The centrist Democratic Alliance remained in second place with a slight increase. UMkhonto we Sizwe (MK), a left-wing populist party founded six months prior to the election and led by former President Jacob Zuma, came in third place. Of note in the election is that neither the ANC nor Ramaphosa manipulated the election, at least to the knowledge of all.

Back here in the sub-region, on Tuesday, April 2, 44-year-old Bassirou Diomaye Faye, a left-wing pan-Africanist, was inaugurated as the President of Senegal. Tinubu attended the ceremony.  Faye was elected in a contest that took place on March 24, 2024. He was among the 20 candidates that stood for the poll. The elections were originally scheduled for February 25 but were postponed indefinitely by the immediate past President, Macky Sall.

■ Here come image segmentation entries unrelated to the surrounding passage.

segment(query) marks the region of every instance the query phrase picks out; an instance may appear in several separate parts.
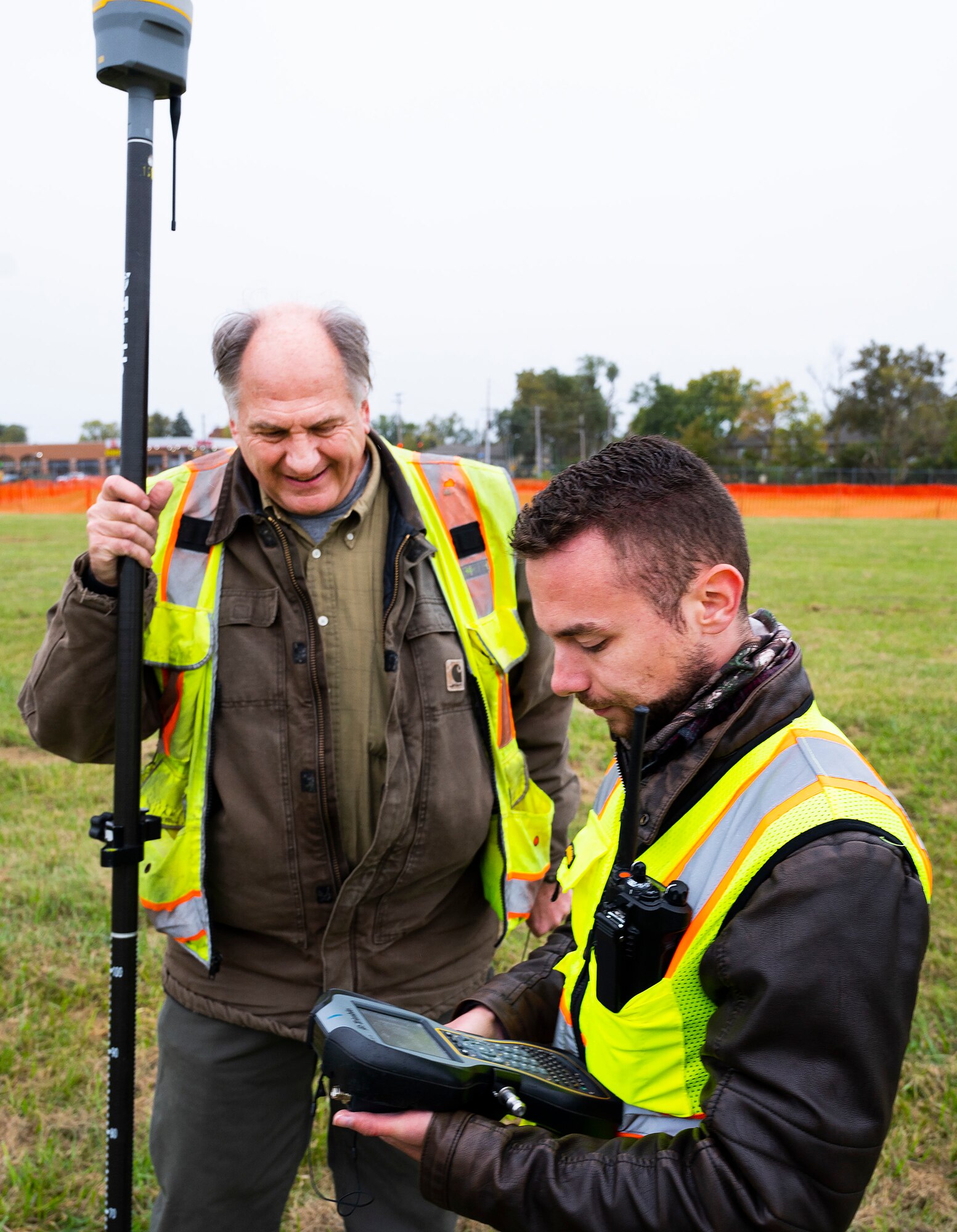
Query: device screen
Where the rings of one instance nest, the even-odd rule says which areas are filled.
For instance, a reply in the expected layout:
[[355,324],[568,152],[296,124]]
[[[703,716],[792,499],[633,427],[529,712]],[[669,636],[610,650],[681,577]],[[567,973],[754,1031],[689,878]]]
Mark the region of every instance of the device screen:
[[423,1052],[429,1057],[442,1057],[448,1061],[448,1053],[432,1032],[422,1023],[411,1018],[397,1018],[395,1014],[379,1014],[374,1009],[364,1009],[363,1014],[382,1044],[407,1052]]

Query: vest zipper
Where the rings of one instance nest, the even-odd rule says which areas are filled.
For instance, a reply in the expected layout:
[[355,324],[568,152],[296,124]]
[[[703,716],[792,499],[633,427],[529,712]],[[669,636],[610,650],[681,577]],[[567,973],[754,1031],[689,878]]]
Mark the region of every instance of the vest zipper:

Sall wanted to play pranks with the polls. But the Senegalese Constitutional Council overturned the postponement and ordered elections to proceed. Faye scored 54 percent of votes in the election, beating former governing party’s candidate, Amadou Ba, who conceded defeat.

A similar feat took place in Liberia on October 10, 2023, when the then President, George Weah, sought election for a second term. No candidate won a majority in the first round, with Weah narrowly placing first over opposition leader, Joseph Boakai.

In a runoff held on November 14, 2023, Boakai defeated Weah by just over one percentage point. Weah conceded the election peacefully.

Earlier in August 2022, erstwhile Kenya’s Deputy President William Ruto was elected President, with 50.49% of the votes, narrowly beating veteran opposition leader and former Prime Minister Raila Odinga. Ruto won without the support of the then President, Uhuru Kenyatta.

In none of these countries did the government tamper with the electoral processes. The votes were allowed to count. Those countries can claim to have steadied the course of democracy in their territories. Nigeria has not. There is still a long way to go. And Tinubu knows it, despite the claims in his Democracy Day address.